Il genocidio che non si può nominare
I numeri parlano chiaro: migliaia di civili uccisi, infrastrutture sanitarie distrutte, l’accesso a cibo, acqua e cure ridotto a zero. Ma la parola “genocidio” resta tabù nel dibattito pubblico, specialmente nei palazzi del potere occidentale. Eppure, secondo la Convenzione ONU del 1948, ciò che avviene a Gaza potrebbe rientrare in quella definizione: atti commessi con l’intento di distruggere, in tutto o in parte, un gruppo nazionale, etnico, razziale o religioso.
La riluttanza ad usare questo termine non è casuale: riconoscere un genocidio implica l’obbligo legale e morale di intervenire. E questo, evidentemente, molti governi preferiscono evitarlo.

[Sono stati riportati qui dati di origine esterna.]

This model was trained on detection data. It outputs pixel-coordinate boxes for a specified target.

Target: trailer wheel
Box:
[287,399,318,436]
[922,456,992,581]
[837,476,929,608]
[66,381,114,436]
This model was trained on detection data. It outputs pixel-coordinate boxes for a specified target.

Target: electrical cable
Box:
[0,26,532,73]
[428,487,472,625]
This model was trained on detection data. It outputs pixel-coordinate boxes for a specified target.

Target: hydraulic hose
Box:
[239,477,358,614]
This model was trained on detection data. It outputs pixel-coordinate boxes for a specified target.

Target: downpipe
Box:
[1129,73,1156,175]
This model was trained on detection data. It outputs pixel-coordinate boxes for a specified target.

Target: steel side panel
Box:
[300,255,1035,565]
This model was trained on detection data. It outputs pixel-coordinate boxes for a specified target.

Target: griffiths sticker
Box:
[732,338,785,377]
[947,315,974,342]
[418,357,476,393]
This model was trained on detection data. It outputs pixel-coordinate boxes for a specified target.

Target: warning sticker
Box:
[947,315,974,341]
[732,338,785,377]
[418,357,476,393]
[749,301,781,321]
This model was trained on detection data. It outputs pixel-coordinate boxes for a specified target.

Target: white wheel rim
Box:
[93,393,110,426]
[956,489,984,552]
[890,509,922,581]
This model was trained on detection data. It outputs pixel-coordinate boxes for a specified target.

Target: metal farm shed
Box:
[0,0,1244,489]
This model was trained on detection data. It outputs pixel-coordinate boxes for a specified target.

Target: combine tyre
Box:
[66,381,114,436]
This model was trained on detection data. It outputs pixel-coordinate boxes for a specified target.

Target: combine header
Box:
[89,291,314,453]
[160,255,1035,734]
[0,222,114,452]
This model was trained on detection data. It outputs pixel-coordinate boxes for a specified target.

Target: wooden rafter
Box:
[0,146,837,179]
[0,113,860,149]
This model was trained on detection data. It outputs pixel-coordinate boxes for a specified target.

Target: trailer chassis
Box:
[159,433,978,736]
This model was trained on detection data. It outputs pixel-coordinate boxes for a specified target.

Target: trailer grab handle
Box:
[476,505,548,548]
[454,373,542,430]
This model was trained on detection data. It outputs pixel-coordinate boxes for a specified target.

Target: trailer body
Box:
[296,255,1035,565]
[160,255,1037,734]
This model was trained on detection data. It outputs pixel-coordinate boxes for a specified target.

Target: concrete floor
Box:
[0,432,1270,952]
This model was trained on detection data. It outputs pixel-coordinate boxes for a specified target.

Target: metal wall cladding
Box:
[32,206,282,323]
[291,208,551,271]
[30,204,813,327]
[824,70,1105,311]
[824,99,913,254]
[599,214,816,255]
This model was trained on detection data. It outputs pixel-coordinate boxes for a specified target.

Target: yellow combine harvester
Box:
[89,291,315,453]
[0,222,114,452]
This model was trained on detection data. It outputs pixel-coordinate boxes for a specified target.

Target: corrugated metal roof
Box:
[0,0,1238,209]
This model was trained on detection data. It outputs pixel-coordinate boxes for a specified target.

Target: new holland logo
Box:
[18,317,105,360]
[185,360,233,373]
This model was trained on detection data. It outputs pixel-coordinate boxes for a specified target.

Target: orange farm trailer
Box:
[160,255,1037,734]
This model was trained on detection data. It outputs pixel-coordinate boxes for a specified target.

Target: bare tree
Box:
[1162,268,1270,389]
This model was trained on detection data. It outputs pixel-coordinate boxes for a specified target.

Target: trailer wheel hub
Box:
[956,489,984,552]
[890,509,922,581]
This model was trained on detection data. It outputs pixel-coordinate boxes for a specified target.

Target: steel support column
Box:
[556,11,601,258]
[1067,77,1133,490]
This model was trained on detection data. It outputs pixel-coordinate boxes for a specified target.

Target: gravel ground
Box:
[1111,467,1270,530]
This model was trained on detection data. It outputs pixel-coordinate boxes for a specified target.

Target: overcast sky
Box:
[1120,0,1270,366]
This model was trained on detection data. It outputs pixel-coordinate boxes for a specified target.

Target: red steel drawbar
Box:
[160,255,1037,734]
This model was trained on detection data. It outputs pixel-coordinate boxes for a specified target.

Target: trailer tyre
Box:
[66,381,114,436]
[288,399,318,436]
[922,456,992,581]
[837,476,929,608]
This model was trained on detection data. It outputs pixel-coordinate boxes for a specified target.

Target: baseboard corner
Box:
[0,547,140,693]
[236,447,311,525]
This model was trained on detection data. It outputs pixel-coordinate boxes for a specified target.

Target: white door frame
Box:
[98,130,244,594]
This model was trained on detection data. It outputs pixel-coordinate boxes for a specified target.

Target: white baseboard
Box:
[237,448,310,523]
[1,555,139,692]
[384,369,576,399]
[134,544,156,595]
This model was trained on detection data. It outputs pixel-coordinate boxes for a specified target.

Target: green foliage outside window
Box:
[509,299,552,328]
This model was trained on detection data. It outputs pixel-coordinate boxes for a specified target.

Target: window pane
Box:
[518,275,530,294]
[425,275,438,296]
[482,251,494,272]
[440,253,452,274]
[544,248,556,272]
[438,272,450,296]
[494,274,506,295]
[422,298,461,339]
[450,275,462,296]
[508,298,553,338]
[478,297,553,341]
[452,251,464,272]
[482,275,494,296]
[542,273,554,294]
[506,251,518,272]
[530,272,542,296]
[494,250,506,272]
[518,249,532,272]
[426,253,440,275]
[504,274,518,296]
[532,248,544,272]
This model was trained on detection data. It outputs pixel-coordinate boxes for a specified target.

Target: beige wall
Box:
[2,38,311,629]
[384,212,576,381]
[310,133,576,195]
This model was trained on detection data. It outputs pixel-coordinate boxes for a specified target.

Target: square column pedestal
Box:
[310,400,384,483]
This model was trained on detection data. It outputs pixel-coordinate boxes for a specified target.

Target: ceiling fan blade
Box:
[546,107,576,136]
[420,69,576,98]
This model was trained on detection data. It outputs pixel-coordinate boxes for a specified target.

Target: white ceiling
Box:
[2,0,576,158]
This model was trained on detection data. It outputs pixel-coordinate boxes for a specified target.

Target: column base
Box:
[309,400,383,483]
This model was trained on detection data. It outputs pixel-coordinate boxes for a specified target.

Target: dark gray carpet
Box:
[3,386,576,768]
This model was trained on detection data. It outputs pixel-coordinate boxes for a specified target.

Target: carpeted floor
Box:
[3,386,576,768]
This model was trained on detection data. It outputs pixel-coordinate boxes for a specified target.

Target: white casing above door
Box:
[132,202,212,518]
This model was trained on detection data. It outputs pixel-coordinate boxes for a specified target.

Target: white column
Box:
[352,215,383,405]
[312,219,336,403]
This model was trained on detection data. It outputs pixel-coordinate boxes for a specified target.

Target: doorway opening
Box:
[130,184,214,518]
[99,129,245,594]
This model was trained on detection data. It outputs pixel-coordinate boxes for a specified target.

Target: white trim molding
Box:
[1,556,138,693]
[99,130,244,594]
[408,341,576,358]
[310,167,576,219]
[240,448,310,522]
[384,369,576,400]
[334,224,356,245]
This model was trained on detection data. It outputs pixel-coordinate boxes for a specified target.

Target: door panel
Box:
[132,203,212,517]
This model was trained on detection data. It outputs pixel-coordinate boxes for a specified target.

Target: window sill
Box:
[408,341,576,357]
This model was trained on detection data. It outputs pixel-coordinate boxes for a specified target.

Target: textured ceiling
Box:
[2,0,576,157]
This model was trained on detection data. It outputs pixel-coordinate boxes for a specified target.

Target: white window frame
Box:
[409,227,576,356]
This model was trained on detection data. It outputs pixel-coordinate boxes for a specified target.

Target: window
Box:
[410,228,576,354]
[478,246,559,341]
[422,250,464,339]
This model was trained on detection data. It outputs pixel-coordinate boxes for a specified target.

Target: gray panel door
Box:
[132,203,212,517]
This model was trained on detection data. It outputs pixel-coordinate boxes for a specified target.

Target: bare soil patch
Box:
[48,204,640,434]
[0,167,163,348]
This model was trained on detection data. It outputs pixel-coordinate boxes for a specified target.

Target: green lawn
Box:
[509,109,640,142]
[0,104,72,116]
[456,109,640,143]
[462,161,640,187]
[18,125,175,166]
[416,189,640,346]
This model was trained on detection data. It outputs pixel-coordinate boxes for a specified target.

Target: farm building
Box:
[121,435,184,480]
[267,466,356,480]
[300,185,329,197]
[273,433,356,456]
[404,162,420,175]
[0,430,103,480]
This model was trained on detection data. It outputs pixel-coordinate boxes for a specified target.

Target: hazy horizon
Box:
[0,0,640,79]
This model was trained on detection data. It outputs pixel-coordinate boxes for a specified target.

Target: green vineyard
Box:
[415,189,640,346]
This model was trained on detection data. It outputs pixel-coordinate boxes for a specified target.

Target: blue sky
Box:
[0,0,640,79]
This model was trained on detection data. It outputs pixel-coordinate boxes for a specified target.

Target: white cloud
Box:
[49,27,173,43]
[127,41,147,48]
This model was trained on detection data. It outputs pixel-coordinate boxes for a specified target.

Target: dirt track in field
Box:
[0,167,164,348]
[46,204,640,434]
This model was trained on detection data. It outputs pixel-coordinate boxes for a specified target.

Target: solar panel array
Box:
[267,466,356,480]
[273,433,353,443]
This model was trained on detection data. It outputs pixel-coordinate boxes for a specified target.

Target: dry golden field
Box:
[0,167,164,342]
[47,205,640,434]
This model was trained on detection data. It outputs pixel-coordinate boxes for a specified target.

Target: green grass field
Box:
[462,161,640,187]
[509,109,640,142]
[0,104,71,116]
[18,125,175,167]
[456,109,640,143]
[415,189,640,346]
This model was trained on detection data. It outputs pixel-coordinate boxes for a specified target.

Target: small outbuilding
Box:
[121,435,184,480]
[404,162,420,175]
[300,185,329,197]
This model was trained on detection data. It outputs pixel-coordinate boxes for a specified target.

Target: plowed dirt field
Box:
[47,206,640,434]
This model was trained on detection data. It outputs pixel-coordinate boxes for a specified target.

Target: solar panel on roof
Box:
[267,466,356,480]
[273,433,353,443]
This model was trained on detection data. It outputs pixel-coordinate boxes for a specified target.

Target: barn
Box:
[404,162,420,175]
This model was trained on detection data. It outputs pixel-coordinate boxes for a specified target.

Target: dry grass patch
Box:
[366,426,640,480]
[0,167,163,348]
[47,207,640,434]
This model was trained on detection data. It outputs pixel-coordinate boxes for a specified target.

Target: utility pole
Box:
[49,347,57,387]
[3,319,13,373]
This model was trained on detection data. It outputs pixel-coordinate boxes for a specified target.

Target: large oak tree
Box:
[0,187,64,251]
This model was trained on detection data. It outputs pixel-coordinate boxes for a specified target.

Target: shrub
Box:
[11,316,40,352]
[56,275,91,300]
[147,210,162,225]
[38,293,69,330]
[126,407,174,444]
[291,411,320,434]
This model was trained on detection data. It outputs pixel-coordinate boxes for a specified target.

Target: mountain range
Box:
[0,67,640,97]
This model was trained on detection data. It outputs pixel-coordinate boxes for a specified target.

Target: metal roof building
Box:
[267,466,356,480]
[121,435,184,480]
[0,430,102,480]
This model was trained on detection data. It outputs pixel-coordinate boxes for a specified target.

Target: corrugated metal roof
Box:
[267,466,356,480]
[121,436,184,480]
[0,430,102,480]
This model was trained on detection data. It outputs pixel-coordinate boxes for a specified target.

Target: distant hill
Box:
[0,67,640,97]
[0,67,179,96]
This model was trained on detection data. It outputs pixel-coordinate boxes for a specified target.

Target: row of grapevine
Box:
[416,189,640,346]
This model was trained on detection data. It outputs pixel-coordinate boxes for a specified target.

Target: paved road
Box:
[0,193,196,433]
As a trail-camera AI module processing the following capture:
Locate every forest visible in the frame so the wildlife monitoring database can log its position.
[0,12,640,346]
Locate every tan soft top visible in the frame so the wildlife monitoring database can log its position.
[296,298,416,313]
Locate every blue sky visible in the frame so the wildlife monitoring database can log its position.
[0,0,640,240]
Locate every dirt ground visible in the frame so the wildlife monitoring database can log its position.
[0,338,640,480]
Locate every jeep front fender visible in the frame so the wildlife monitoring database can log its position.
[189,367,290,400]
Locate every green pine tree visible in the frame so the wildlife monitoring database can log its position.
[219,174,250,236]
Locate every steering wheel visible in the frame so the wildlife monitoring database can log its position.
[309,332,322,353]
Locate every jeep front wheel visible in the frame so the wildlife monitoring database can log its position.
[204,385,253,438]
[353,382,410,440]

I media mainstream sono spesso più preoccupati di mantenere un’apparenza di equilibrio che di raccontare la verità. Titoli che mettono “Israele e Hamas” sullo stesso piano, frasi come “escalation del conflitto”, o “risposta militare”, servono a diluire la responsabilità, a spacciare per guerra ciò che in realtà è una punizione collettiva.
Quando le parole diventano eufemismi, la tragedia viene addomesticata, resa digeribile. Ma ogni volta che si edulcora una strage, si partecipa alla sua giustificazione.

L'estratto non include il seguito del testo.